Mitochondria divide just like other cells (they even have their own DNA). Presumably, the mitochondria already replicated a few times inside the host cell, so when the host cell split, both daughter cells had mitochondria too. Think of it like adding a raisin (the mitochondria) to a ball of dough (the host cell). The raisin multiplied and distributed around the dough, and then the dough ball got split in half with raisins now in both halves.
Cells typically have many, many mitochondria in them. This is similar to other endosymbiotic things, like algae symbionts (zooxanthellae) in corals. Coral cells host zooxanthellae and when they split, zooxanthellae can be transferred to both daughter cells.

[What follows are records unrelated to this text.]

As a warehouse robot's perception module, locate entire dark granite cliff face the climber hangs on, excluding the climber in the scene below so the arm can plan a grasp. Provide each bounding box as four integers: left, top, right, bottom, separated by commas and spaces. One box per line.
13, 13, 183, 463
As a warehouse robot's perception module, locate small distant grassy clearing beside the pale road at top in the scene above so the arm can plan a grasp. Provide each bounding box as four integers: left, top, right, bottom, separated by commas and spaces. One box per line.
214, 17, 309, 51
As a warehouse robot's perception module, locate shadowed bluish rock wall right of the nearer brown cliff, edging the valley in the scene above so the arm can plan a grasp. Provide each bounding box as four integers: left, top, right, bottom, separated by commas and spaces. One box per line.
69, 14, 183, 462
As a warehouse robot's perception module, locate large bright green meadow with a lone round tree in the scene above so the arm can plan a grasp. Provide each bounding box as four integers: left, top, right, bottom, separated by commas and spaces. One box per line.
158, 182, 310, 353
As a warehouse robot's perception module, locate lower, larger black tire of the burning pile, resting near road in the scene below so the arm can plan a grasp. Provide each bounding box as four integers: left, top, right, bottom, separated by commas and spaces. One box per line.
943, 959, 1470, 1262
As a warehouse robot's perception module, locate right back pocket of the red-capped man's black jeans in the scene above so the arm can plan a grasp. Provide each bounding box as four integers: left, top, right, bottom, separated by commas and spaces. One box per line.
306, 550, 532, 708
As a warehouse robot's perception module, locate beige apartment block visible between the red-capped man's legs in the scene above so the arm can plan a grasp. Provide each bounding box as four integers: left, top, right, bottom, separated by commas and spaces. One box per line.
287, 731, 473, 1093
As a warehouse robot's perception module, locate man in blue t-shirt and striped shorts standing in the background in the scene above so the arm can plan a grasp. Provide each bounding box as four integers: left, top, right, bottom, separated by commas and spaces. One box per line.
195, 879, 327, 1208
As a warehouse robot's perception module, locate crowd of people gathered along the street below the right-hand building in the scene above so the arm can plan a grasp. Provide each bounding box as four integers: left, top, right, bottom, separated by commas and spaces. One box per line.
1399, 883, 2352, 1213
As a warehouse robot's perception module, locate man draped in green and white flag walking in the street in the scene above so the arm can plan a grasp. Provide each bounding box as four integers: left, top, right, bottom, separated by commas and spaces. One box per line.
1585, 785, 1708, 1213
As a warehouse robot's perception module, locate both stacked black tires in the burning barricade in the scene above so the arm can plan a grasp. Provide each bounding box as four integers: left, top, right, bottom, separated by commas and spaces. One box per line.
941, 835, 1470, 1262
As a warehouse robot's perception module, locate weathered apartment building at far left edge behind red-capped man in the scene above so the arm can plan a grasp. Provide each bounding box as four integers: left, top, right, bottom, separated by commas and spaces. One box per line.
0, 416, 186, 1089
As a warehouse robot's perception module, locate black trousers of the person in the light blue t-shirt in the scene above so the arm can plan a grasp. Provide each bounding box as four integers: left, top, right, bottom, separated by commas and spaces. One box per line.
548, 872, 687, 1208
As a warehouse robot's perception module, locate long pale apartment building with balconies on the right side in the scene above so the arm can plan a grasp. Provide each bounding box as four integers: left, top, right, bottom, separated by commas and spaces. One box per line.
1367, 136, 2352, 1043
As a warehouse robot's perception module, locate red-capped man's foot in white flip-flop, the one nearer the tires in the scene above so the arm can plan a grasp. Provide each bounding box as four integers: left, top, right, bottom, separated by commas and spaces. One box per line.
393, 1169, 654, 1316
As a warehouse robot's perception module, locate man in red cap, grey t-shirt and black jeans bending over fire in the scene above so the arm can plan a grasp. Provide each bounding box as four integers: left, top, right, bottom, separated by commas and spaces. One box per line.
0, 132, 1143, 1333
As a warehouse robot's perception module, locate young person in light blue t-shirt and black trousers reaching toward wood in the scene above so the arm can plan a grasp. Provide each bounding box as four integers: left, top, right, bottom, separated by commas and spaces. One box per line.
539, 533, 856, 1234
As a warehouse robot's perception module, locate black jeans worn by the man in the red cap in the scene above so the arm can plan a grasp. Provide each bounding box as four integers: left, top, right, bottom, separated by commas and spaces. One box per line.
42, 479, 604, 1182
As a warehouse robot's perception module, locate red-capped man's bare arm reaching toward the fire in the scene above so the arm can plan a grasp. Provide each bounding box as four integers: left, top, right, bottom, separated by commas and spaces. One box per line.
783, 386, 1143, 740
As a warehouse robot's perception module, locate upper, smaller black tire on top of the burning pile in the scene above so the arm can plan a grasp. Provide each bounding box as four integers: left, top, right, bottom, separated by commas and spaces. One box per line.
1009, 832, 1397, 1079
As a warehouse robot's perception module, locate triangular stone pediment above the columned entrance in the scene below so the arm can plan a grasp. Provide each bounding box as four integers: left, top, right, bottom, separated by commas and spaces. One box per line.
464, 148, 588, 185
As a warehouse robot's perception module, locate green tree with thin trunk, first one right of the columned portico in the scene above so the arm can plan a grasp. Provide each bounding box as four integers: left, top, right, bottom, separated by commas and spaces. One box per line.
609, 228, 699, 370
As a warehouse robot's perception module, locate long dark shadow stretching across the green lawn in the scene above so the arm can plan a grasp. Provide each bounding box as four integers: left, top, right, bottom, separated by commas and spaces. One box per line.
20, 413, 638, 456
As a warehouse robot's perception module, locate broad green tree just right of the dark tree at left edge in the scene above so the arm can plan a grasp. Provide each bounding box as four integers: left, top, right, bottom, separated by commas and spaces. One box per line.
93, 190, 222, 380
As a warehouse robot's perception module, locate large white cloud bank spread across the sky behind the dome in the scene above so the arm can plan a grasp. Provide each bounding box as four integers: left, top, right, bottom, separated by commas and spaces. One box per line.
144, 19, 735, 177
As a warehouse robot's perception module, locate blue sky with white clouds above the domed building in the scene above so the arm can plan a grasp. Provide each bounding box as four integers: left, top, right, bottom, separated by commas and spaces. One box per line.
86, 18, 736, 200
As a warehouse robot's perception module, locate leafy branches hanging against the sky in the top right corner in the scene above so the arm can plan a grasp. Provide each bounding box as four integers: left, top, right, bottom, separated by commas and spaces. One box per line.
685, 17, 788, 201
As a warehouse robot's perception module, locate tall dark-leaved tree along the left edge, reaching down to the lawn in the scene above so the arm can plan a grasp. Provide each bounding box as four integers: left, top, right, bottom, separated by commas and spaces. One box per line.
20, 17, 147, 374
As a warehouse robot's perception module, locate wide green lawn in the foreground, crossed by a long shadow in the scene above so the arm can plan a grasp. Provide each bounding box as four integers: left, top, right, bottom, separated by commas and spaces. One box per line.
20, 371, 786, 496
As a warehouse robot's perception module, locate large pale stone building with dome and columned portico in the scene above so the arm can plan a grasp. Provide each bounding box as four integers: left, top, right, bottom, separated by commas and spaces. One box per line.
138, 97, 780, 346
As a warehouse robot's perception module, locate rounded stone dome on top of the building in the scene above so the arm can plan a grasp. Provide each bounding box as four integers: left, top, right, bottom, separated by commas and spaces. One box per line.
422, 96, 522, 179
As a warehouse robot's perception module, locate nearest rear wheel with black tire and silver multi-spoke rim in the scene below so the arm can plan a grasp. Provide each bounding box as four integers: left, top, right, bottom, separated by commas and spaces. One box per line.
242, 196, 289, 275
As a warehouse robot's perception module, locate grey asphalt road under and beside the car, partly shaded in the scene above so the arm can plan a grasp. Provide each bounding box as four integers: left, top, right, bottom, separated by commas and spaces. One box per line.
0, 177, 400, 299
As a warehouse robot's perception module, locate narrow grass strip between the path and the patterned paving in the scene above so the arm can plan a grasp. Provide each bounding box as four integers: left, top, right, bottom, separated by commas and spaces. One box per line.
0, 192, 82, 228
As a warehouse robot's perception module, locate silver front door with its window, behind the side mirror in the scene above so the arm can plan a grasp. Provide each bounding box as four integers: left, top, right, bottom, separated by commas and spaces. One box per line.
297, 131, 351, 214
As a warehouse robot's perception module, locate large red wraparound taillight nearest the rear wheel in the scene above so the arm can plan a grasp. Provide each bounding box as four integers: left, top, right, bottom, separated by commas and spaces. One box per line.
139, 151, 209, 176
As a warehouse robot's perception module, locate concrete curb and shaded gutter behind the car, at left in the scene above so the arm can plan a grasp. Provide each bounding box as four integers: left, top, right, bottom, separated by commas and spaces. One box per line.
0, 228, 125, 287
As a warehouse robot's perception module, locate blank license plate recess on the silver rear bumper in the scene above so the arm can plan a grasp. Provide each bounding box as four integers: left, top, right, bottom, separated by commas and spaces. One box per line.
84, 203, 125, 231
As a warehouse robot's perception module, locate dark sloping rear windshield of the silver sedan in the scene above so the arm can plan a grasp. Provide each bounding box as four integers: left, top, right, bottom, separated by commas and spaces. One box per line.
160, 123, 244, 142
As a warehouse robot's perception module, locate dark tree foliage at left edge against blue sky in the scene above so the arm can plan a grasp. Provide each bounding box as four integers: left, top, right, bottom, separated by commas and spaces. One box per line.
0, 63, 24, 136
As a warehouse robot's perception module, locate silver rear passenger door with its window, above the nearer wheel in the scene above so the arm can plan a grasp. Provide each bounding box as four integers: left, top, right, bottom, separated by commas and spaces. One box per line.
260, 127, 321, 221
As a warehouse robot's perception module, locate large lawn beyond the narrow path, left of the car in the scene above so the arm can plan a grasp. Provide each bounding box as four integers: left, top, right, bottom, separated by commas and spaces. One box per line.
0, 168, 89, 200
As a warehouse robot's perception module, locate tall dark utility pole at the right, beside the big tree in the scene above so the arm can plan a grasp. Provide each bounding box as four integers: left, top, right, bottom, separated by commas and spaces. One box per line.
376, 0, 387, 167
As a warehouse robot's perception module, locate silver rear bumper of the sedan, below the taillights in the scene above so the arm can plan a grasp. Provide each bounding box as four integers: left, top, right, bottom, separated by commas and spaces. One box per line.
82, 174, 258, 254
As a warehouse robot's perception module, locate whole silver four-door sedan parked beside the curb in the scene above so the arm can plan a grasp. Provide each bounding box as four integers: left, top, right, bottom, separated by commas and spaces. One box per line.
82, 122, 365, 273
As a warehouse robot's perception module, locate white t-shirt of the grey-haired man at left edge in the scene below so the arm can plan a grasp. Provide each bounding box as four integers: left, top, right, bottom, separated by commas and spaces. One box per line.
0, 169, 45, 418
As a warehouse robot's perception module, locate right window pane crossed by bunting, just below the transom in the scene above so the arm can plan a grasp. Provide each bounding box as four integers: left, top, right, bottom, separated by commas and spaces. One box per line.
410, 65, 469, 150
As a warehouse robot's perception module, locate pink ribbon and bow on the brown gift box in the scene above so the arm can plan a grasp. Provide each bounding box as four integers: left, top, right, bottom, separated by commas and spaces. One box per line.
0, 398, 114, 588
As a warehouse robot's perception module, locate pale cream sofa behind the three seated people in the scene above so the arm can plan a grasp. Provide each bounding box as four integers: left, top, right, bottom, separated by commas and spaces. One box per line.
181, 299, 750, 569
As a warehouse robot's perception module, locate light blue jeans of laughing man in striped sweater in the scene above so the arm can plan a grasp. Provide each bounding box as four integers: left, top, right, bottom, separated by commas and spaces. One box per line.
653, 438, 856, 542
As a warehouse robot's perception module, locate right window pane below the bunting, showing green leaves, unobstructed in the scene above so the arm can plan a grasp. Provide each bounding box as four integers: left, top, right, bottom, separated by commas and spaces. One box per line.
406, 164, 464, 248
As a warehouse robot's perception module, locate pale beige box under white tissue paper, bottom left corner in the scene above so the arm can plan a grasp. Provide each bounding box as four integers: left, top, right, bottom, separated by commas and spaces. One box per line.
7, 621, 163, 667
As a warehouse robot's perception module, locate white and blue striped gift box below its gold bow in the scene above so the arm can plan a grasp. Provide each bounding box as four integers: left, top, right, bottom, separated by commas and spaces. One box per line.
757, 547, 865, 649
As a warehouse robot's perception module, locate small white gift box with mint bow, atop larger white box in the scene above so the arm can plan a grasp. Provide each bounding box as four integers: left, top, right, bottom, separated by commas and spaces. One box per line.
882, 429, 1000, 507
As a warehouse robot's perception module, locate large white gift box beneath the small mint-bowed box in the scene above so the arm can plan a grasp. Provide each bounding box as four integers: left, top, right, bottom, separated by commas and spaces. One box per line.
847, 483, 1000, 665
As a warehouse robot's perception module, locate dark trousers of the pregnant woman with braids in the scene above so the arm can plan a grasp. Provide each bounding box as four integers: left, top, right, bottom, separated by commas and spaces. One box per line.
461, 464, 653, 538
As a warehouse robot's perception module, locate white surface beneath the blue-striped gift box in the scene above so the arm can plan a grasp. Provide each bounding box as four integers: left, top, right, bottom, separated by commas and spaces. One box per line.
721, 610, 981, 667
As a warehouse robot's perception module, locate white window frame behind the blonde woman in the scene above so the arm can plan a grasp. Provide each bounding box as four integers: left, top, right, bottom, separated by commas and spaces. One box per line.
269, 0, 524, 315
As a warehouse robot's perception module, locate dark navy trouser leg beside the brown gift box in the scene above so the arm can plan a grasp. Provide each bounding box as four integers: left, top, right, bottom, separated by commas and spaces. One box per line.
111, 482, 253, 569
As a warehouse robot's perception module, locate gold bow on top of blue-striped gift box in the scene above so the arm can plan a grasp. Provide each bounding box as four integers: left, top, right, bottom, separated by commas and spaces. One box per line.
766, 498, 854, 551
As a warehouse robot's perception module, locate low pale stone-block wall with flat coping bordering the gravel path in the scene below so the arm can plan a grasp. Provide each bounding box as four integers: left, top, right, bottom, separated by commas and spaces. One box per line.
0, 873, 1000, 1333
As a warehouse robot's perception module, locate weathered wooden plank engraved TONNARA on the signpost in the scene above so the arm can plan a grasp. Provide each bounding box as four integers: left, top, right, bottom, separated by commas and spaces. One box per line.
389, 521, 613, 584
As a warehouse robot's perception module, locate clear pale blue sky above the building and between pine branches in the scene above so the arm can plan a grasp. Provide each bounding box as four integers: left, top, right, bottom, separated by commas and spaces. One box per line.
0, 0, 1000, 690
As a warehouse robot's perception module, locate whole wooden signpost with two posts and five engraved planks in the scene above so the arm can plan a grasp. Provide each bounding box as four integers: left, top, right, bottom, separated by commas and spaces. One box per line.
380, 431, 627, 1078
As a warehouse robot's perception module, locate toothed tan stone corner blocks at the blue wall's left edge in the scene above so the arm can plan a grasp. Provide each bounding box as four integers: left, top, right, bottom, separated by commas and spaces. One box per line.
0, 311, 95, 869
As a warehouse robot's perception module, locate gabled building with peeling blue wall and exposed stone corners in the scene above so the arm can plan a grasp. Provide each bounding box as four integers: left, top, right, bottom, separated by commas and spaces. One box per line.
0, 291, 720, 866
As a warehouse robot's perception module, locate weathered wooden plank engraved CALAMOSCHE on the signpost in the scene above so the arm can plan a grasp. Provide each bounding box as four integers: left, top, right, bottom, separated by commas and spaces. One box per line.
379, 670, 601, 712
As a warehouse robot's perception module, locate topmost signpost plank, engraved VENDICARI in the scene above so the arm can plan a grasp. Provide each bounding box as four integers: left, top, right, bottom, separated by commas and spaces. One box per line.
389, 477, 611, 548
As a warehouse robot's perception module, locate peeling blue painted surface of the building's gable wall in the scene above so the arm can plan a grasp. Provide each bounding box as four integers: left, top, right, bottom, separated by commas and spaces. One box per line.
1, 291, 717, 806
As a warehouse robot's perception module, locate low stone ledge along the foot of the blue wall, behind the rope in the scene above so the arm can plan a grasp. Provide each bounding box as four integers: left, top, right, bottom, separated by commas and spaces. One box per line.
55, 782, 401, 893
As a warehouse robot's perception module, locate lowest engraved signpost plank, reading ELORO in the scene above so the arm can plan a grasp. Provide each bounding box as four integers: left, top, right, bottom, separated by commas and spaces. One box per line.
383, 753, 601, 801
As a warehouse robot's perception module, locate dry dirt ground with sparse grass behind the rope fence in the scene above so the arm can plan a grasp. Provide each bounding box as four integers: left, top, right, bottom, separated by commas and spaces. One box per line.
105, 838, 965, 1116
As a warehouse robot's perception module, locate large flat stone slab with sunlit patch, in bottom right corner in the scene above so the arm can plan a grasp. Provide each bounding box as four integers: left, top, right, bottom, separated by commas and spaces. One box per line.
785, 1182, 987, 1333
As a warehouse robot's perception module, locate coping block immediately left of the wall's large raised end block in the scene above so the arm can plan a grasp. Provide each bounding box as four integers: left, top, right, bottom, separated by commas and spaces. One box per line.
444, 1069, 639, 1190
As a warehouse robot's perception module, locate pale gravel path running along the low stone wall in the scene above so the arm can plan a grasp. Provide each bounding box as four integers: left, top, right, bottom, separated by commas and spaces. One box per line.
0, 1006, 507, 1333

Zooxanthellae reproduce independently of host cells, but hosts can influence this reproduction rate and can also expel zooxanthellae if stressed (this causes coral bleaching). Zooxanthellae can spread between cells and between corals if conditions are right, so they aren’t only transferred by cell division.
Something similar likely happened with mitochondria early on. Bacterial relatives of mitochondria (Rickettsia) are intracellular parasites that live and multiply within cells and spread between them too. Probably you had a similar endosymbiotic bacteria that was usually beneficial rather than harmful to the host, so being carried along to daughter cells benefitted both, and over time the association grew closer and became regulated more tightly.